5.1. Natural history

6.1. Treatment of limited disease (stage I–II)

Marginal-zone lymphomas are most often very indolent malignancies that usually present with limited stage of disease. Localized disease may be controlled with local treatments [49,51,53], and contrarily to other low-grade lymphomas, a high cure rate is achieved. Gastrointestinal and non-gastrointestinal forms seem to have a similar prognosis [74], with 5-year overall survival higher than 90% and a 10-year survival of 75–80% [57,75]. Recurrences may appear several years after treatment, with a median of 5 years [54,55,75], involving the same organ (60% of cases) or other extranodal sites [75–77]. In extranodal forms, dissemination occurs in 30% of cases, often to other extranodal sites, with a long disease-free interval [50]. When these lymphomas disseminate, they preferentially spread to other mucosal sites without peripheral blood or bone marrow involvement [22]. In the gastric forms, a preferential dissemination to the intestine and spleen has been reported [78]. Disseminated disease is associated with a less favorable survival, and seems to be incurable with available therapy [79]. Transformation to large cell aggressive lymphomas may occur in the first recurrence or in further relapses [62]. The precise frequency of histologic transformation is unclear. The exact mechanisms underlying the transition of low-grade MALT lymphoma to an aggressive lymphoma also remain unclear. A number of genetic alterations have been associated with histologic transformation, including p53 allelic loss and mutation, hypermethylation of p15 and p16 and p16 deletions [24,80]. There is evidence to suggest that aberrant telomerase activity may be involved in some cases of MALT lymphoma showing histologic progression [81]. Both chromosomal gains and losses are often associated with high-grade transformation.
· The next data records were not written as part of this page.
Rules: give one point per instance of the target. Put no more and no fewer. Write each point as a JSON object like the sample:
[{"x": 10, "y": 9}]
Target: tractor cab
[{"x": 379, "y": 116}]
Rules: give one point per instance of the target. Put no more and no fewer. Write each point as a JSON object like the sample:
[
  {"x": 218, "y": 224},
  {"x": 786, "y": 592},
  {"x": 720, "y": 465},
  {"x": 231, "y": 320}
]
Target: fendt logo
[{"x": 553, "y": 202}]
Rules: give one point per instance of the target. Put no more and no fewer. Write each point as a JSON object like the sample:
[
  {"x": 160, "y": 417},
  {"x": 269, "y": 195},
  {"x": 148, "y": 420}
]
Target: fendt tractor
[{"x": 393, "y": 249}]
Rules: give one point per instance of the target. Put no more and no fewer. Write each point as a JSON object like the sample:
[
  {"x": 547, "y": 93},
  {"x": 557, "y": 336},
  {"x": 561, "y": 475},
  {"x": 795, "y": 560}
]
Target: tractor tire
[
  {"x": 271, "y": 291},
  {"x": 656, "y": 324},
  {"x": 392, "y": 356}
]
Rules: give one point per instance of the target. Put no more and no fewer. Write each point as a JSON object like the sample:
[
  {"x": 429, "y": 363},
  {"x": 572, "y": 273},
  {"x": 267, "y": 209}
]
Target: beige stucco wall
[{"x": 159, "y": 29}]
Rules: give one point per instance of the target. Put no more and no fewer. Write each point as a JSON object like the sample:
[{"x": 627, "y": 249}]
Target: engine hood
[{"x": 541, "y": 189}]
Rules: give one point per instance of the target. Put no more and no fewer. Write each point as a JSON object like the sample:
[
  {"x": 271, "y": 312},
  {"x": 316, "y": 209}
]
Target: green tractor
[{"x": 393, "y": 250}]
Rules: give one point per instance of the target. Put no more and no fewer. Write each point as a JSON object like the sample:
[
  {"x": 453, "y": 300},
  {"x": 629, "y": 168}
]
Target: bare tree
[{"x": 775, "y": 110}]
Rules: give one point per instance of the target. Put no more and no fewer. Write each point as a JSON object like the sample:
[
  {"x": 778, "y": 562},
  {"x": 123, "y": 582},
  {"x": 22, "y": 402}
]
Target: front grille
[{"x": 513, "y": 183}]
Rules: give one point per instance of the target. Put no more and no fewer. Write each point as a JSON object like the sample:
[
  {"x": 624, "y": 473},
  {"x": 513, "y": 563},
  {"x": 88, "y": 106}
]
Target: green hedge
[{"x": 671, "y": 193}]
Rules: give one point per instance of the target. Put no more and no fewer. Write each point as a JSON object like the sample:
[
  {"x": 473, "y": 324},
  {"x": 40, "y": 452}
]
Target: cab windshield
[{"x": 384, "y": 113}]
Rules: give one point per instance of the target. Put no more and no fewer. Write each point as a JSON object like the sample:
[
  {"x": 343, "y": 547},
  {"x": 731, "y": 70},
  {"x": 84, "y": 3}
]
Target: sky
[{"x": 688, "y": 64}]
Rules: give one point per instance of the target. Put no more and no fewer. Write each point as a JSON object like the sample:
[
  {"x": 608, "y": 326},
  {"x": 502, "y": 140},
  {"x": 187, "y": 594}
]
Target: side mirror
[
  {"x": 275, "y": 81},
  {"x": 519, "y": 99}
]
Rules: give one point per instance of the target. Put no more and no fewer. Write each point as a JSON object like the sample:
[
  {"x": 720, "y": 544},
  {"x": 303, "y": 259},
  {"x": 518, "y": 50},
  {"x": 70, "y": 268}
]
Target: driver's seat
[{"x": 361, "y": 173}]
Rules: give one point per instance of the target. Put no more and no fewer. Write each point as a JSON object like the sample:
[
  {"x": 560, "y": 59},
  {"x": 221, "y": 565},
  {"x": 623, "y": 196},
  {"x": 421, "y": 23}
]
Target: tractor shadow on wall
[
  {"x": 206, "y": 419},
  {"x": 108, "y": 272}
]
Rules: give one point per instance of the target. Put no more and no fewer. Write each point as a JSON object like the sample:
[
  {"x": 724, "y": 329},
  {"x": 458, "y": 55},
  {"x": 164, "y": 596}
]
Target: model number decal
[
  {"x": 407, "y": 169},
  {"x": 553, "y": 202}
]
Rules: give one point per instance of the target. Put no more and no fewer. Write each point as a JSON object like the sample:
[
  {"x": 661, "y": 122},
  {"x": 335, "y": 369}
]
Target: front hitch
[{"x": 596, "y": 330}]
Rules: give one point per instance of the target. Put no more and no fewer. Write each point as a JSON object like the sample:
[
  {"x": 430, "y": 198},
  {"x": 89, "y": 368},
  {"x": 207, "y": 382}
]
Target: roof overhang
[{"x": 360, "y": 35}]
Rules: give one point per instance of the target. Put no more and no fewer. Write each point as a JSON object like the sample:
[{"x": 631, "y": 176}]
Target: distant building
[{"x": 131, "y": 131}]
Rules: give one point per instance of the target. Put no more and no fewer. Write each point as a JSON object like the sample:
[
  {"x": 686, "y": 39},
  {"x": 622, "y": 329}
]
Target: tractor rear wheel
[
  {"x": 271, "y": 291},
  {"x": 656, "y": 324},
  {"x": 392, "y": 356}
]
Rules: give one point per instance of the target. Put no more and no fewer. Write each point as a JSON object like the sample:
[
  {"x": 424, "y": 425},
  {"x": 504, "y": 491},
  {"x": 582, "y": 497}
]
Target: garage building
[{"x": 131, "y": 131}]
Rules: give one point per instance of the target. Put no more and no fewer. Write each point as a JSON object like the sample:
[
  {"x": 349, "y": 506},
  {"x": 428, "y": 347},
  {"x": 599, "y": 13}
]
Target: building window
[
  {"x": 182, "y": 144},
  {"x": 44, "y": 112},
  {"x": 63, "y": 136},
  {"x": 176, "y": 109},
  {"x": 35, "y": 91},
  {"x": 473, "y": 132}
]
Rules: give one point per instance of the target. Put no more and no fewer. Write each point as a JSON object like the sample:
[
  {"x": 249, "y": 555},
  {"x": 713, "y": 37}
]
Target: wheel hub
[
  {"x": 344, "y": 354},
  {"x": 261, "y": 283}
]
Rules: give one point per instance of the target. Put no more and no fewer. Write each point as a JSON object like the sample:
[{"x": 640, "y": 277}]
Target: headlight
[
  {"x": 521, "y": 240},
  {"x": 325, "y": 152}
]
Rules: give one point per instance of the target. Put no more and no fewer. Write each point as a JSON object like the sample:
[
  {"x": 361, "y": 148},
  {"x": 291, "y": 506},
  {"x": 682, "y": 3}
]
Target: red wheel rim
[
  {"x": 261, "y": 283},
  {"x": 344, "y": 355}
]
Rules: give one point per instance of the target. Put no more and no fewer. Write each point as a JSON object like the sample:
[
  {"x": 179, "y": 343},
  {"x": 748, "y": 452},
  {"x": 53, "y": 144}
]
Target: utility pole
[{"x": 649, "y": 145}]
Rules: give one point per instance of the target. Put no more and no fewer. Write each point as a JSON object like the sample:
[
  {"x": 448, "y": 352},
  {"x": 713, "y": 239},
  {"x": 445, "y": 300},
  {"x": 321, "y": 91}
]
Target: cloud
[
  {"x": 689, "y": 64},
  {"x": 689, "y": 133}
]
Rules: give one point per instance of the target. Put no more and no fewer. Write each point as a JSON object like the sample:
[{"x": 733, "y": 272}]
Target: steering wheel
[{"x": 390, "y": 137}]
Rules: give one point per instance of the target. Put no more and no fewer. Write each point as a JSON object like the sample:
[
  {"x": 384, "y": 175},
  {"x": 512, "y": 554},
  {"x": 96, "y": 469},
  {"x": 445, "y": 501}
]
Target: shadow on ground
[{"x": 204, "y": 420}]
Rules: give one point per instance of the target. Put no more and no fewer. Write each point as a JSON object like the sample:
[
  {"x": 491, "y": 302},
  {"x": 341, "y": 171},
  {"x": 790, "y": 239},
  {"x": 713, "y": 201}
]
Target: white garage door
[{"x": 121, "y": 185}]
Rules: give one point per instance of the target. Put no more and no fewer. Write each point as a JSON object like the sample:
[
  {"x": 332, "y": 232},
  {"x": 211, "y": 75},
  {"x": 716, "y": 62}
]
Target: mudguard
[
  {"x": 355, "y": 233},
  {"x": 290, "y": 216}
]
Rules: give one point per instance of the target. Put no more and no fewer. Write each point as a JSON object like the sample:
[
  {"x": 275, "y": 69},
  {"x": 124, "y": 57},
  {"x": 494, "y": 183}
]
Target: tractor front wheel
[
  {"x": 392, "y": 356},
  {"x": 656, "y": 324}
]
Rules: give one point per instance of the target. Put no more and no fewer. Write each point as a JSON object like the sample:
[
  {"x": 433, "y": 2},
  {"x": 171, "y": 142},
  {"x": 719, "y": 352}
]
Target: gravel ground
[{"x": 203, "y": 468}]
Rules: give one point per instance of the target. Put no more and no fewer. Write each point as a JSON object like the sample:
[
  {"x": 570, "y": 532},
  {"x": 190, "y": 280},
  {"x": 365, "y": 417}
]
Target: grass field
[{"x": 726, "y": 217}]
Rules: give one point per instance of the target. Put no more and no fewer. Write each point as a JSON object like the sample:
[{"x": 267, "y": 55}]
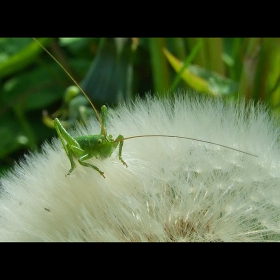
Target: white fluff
[{"x": 172, "y": 190}]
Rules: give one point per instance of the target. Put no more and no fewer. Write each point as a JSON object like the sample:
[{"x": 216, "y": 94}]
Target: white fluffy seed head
[{"x": 173, "y": 189}]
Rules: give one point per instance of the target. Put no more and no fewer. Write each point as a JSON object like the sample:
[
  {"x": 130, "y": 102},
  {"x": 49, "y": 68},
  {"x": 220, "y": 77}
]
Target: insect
[{"x": 100, "y": 145}]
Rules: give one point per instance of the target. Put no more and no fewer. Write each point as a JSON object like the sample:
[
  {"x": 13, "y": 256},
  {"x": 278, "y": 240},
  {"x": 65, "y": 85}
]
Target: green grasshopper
[{"x": 101, "y": 145}]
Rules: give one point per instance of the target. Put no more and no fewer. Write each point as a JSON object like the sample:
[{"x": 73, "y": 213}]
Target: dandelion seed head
[{"x": 173, "y": 189}]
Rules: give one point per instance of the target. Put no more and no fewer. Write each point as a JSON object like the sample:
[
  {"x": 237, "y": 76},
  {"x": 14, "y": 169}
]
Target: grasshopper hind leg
[{"x": 88, "y": 156}]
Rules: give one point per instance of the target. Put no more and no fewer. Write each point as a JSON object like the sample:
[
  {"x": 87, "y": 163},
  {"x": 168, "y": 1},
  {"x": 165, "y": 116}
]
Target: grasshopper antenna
[
  {"x": 188, "y": 138},
  {"x": 97, "y": 114}
]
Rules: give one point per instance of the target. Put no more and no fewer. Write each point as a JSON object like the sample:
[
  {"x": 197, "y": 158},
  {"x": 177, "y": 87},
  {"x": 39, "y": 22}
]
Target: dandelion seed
[{"x": 172, "y": 190}]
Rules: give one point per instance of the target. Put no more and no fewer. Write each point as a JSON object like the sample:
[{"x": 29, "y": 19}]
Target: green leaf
[{"x": 201, "y": 79}]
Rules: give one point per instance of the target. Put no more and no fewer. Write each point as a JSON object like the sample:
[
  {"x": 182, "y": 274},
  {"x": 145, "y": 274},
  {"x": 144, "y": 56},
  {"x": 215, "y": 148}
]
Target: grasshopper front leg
[
  {"x": 88, "y": 156},
  {"x": 120, "y": 139}
]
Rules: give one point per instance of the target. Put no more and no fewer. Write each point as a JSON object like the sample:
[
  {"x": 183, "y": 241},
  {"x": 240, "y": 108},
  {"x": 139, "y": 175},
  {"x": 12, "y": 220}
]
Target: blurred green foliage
[{"x": 34, "y": 88}]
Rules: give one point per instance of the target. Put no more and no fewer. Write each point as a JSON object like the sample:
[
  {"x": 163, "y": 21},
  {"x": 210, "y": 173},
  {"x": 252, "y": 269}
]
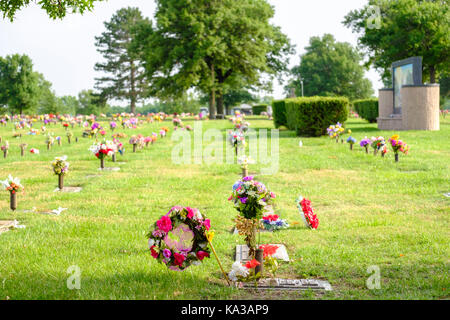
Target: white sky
[{"x": 64, "y": 50}]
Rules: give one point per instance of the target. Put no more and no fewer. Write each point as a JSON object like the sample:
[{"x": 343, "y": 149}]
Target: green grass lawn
[{"x": 372, "y": 211}]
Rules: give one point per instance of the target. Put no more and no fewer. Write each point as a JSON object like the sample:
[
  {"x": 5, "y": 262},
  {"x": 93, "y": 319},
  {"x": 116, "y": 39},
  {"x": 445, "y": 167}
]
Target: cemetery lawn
[{"x": 372, "y": 212}]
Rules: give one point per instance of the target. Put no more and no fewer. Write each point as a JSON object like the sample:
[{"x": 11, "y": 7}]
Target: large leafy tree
[
  {"x": 213, "y": 46},
  {"x": 55, "y": 8},
  {"x": 19, "y": 84},
  {"x": 407, "y": 28},
  {"x": 330, "y": 68},
  {"x": 124, "y": 74}
]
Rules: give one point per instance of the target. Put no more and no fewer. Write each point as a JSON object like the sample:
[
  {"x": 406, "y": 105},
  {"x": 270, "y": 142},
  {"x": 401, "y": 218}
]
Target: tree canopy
[
  {"x": 54, "y": 8},
  {"x": 408, "y": 28},
  {"x": 124, "y": 74},
  {"x": 330, "y": 68},
  {"x": 213, "y": 46},
  {"x": 19, "y": 84}
]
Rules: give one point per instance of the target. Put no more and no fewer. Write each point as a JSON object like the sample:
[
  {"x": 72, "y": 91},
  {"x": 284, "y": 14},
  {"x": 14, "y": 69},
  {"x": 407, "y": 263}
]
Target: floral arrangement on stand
[
  {"x": 252, "y": 200},
  {"x": 101, "y": 151},
  {"x": 60, "y": 168},
  {"x": 5, "y": 149},
  {"x": 307, "y": 213},
  {"x": 398, "y": 146},
  {"x": 377, "y": 144},
  {"x": 190, "y": 228},
  {"x": 12, "y": 185},
  {"x": 351, "y": 141},
  {"x": 274, "y": 223},
  {"x": 365, "y": 143}
]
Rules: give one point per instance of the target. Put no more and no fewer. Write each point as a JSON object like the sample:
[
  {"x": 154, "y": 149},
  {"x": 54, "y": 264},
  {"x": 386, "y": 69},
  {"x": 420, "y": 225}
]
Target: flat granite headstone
[
  {"x": 242, "y": 253},
  {"x": 287, "y": 284},
  {"x": 69, "y": 189},
  {"x": 109, "y": 169}
]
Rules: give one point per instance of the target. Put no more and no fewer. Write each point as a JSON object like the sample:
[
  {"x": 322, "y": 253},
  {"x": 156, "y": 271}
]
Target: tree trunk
[
  {"x": 212, "y": 98},
  {"x": 220, "y": 104}
]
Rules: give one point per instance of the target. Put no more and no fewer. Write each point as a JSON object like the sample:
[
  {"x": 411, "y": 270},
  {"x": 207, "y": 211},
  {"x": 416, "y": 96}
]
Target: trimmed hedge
[
  {"x": 279, "y": 113},
  {"x": 259, "y": 108},
  {"x": 367, "y": 109},
  {"x": 312, "y": 116}
]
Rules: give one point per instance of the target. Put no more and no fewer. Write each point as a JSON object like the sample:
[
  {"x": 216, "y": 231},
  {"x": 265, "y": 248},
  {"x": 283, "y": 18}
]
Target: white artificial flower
[{"x": 239, "y": 269}]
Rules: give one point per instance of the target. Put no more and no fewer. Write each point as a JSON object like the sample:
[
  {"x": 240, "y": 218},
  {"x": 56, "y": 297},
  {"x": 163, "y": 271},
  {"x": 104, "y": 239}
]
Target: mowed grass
[{"x": 372, "y": 211}]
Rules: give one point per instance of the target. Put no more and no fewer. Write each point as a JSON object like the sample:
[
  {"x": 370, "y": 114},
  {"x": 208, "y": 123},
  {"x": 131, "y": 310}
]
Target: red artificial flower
[
  {"x": 252, "y": 264},
  {"x": 179, "y": 259},
  {"x": 164, "y": 224},
  {"x": 202, "y": 254},
  {"x": 154, "y": 253},
  {"x": 269, "y": 249},
  {"x": 308, "y": 211}
]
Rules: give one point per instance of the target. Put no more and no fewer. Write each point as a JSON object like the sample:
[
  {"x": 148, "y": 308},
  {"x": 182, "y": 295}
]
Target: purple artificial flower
[{"x": 167, "y": 253}]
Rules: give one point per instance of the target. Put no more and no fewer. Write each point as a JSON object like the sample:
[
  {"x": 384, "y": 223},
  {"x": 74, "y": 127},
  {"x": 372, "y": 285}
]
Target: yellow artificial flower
[{"x": 210, "y": 235}]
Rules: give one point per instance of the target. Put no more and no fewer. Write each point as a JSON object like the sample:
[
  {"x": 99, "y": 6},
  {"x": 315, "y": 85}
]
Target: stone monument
[{"x": 409, "y": 105}]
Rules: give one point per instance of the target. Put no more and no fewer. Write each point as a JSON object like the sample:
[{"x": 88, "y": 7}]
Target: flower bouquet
[
  {"x": 274, "y": 223},
  {"x": 307, "y": 213},
  {"x": 179, "y": 238},
  {"x": 377, "y": 144},
  {"x": 5, "y": 149},
  {"x": 398, "y": 146},
  {"x": 23, "y": 146},
  {"x": 351, "y": 141},
  {"x": 12, "y": 185},
  {"x": 251, "y": 199},
  {"x": 101, "y": 151},
  {"x": 365, "y": 143},
  {"x": 60, "y": 168},
  {"x": 69, "y": 136}
]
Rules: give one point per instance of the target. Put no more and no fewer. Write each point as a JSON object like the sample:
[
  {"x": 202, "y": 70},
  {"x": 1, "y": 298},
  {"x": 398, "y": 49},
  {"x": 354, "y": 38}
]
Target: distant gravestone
[
  {"x": 242, "y": 253},
  {"x": 288, "y": 284}
]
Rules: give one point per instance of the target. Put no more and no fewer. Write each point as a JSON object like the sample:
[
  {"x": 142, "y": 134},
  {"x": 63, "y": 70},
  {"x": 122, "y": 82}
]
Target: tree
[
  {"x": 55, "y": 9},
  {"x": 125, "y": 74},
  {"x": 91, "y": 103},
  {"x": 408, "y": 28},
  {"x": 19, "y": 88},
  {"x": 212, "y": 45},
  {"x": 330, "y": 68}
]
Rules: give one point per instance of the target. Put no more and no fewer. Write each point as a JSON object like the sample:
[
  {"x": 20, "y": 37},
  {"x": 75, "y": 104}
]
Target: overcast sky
[{"x": 64, "y": 50}]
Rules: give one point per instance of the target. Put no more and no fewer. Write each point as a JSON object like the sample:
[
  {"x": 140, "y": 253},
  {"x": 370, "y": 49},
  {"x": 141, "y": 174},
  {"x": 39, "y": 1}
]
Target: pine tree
[{"x": 124, "y": 74}]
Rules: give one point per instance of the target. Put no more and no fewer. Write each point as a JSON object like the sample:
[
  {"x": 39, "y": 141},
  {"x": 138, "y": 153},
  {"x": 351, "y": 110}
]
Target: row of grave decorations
[
  {"x": 183, "y": 237},
  {"x": 378, "y": 144}
]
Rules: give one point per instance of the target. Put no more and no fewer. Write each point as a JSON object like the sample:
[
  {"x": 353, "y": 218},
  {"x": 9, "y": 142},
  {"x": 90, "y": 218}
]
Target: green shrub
[
  {"x": 279, "y": 113},
  {"x": 312, "y": 116},
  {"x": 367, "y": 109},
  {"x": 259, "y": 108}
]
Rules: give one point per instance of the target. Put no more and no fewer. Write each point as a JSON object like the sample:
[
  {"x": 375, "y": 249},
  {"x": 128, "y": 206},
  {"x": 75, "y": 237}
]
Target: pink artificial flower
[
  {"x": 179, "y": 259},
  {"x": 154, "y": 253},
  {"x": 202, "y": 254},
  {"x": 164, "y": 224}
]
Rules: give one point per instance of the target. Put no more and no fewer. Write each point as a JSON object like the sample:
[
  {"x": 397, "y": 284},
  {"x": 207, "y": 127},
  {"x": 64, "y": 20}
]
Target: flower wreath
[
  {"x": 307, "y": 213},
  {"x": 190, "y": 226}
]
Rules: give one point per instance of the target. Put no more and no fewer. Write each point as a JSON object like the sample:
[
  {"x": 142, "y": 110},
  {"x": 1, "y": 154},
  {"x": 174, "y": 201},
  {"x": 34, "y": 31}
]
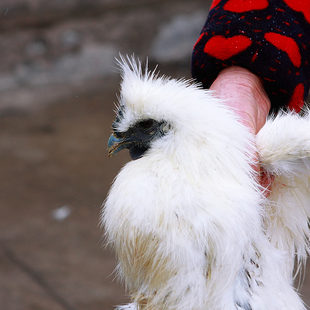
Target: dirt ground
[{"x": 50, "y": 158}]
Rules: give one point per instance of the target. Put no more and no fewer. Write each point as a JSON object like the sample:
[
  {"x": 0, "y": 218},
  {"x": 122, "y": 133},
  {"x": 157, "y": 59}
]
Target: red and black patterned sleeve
[{"x": 271, "y": 38}]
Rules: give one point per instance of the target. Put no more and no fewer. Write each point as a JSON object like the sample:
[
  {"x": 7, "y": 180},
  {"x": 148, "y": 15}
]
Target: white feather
[{"x": 189, "y": 224}]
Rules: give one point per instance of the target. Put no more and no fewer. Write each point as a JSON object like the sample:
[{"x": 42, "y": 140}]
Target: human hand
[{"x": 245, "y": 94}]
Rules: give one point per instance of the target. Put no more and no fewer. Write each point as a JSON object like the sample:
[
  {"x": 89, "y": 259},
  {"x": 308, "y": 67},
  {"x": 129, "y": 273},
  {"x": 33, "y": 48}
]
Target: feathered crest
[{"x": 132, "y": 65}]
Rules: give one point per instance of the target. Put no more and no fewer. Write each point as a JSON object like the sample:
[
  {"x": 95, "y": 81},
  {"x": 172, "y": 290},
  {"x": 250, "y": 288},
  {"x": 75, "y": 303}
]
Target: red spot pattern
[
  {"x": 297, "y": 100},
  {"x": 273, "y": 37},
  {"x": 240, "y": 6},
  {"x": 302, "y": 6},
  {"x": 223, "y": 48},
  {"x": 285, "y": 44},
  {"x": 200, "y": 37},
  {"x": 214, "y": 4}
]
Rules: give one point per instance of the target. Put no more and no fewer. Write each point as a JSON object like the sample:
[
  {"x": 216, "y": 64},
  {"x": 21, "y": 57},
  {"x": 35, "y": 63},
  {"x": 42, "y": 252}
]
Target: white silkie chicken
[{"x": 187, "y": 219}]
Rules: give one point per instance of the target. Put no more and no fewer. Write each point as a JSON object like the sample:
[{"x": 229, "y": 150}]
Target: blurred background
[{"x": 58, "y": 82}]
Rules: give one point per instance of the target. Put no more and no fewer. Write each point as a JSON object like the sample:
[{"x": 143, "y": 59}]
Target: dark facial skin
[{"x": 137, "y": 138}]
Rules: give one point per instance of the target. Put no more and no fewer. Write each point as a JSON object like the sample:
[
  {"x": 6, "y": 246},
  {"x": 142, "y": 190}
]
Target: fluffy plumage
[{"x": 188, "y": 221}]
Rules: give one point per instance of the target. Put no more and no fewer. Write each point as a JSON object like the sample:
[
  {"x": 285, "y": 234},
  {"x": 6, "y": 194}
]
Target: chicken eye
[{"x": 146, "y": 124}]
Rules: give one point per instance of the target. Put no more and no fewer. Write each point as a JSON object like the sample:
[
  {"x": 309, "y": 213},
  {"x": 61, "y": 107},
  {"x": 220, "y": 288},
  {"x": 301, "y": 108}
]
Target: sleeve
[{"x": 271, "y": 38}]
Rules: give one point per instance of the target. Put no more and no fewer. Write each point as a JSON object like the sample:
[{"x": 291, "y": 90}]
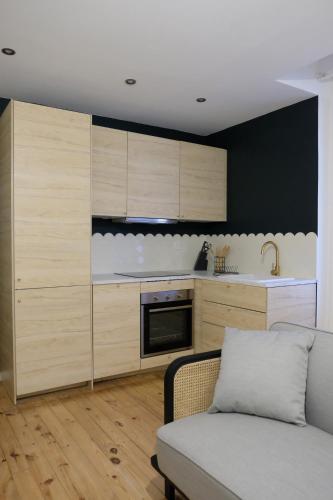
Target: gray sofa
[{"x": 230, "y": 456}]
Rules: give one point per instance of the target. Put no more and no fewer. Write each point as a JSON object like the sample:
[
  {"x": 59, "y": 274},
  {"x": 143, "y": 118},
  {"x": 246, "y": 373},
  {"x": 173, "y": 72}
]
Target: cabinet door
[
  {"x": 153, "y": 177},
  {"x": 203, "y": 182},
  {"x": 116, "y": 329},
  {"x": 109, "y": 171},
  {"x": 53, "y": 338},
  {"x": 51, "y": 197}
]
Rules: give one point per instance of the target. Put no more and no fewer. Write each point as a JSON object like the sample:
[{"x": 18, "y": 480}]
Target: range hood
[{"x": 144, "y": 220}]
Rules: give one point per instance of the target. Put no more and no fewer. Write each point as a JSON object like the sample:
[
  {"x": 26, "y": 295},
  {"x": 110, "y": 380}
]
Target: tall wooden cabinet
[{"x": 48, "y": 210}]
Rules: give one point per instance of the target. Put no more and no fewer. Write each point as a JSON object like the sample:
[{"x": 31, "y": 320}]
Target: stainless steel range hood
[{"x": 144, "y": 220}]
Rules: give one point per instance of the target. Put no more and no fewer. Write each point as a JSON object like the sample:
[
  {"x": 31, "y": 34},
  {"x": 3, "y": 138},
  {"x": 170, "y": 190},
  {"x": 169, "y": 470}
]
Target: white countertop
[{"x": 244, "y": 279}]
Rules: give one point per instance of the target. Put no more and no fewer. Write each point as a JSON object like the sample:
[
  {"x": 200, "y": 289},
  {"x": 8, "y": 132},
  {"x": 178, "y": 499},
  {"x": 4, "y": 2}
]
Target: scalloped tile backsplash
[{"x": 119, "y": 253}]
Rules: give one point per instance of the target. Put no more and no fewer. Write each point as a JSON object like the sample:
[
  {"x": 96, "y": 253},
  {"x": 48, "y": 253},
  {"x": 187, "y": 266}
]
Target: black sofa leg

Using methylation-specific PCR, a strong association between H. pylori dependence gene methylation has been reported [82]. Importantly, hypermethylation of multiple CpG islands is frequently found in other tumors that have arisen from chronic inflammatory conditions, such as hepatocellular carcinomas with cirrhosis/hepatitis and ulcerative colitis associated with colon carcinoma. These findings support a model of increasing genomic instability from low-grade to high-grade disease, with the accumulation of additional genetic aberrations.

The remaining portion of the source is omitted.